In: Economics
Assume, the following: Initial deposit into a new bank of $15,000, reserve requirement is 12%: Calculate the following Calculate level of total Reserves, Required Reserves and Excess Reserves - show all work or no credit till be given - which of the above represents the lending capability of the bank Calculate the money multiplier when the reserve requirement is 12%? Show all work or no credit will be given. Calculate the impact on the money supply of the bank fully loaning up - show all work Calculate the impact on the money supply if the bank does not fully loan up but lends 80% of available funds - show all work
Initial deposit = $15,000
Reserve requirement = 12% or 0.12
When the new deposit is made, it increases reserves by same amount.
So,
The level of total reserves is $15,000.
Required reserves = Initial deposit * reserve requirement
Required reserves = $15,000 * 0.12 = $1,800
So,
The level of required reserves is $1,800.

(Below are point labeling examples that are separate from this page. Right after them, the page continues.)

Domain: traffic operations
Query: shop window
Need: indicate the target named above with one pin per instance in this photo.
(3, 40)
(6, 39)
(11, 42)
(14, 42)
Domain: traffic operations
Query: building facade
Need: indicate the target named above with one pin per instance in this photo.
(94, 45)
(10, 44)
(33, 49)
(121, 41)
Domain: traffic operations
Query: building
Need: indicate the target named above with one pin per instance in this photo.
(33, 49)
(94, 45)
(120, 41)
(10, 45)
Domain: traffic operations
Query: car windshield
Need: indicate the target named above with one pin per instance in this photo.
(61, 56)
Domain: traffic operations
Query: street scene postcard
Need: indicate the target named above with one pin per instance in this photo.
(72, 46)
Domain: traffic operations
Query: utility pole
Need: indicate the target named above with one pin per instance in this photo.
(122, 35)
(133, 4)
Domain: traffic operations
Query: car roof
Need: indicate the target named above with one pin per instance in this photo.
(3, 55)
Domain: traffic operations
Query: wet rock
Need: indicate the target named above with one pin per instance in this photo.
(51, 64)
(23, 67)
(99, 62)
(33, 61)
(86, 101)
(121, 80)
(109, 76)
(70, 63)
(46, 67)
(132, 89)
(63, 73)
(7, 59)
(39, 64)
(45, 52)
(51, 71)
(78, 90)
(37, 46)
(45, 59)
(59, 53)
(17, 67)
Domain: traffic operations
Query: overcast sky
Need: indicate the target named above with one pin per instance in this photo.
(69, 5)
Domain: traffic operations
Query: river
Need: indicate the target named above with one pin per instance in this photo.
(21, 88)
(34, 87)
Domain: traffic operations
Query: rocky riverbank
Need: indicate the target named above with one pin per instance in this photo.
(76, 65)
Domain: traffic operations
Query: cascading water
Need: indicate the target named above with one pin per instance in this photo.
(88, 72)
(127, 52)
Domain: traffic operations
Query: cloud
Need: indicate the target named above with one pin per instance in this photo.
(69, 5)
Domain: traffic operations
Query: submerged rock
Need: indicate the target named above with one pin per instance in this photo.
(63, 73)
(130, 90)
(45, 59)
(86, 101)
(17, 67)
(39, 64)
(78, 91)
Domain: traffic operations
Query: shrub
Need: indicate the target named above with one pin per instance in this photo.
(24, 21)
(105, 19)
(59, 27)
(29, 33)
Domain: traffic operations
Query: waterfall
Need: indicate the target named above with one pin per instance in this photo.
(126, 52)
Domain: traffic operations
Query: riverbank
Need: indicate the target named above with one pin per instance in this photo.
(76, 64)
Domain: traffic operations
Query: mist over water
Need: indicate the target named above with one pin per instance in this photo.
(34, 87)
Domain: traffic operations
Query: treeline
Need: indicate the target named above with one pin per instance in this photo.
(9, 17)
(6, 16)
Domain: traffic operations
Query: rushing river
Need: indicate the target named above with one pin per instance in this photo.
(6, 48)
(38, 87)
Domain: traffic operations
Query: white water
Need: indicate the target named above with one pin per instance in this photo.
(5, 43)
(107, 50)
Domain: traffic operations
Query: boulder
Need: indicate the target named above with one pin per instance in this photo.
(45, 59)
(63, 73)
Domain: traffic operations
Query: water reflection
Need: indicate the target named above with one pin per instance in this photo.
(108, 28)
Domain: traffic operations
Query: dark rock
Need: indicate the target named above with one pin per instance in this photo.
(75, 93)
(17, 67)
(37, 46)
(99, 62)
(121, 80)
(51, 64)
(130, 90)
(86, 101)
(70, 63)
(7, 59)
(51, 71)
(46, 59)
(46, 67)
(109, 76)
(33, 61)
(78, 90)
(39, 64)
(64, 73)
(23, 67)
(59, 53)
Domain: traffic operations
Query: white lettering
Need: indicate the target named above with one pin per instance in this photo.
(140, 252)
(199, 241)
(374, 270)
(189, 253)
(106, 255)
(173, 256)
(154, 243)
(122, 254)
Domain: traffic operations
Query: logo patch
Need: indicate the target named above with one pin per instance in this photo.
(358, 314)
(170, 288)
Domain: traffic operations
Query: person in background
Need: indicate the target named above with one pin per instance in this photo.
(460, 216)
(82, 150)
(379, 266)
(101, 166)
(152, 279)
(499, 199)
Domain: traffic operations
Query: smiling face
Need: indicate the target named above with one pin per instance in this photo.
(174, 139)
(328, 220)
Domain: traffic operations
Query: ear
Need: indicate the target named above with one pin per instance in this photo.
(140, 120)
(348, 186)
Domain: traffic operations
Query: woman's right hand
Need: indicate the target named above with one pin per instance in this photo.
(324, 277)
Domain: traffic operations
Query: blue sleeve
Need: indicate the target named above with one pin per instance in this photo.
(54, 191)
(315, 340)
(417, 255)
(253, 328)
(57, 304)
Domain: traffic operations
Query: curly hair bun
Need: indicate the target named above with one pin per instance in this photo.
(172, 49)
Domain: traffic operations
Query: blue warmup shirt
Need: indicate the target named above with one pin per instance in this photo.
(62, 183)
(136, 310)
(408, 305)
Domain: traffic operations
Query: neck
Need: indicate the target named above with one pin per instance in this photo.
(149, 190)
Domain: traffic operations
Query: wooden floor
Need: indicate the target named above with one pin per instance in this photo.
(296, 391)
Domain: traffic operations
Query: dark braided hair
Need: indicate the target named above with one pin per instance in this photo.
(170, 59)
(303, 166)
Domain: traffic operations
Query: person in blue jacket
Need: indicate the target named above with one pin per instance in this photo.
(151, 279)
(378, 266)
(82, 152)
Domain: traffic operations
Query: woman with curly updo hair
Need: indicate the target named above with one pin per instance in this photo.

Excess reserves = Total reserves - Required reserves = $15,000 - $1,800 = $13,200
So,
The level of excess reserves is $13,200.
The level of excess reserves represents the lending capacity of the bank.
Calculate the money multiplier -
Money multiplier = 1/Reserve requirement =1/0.12 = 8.33
The money multiplier is 8.33.
Calculate the total increase in the money supply -
Total increase in the money supply = Excess reserves * Money Multiplier
Total increase in the money supply = $13,200 * 8.33 = $109,956
The money supply of the bank fully loaning up would increase by $109,956.
It is provided that bank lends 80% of funds available.
Initial amount given as loan = $13,200 * 0.80 = $10,560
Calculate the total increase in the money supply -
Total increase in the money supply = $10,560 * 8.33 = $87,964.8
Thus,
The money supply will increase by $87,964.8 if the bank does not fully loan up but lends 80% of the available funds.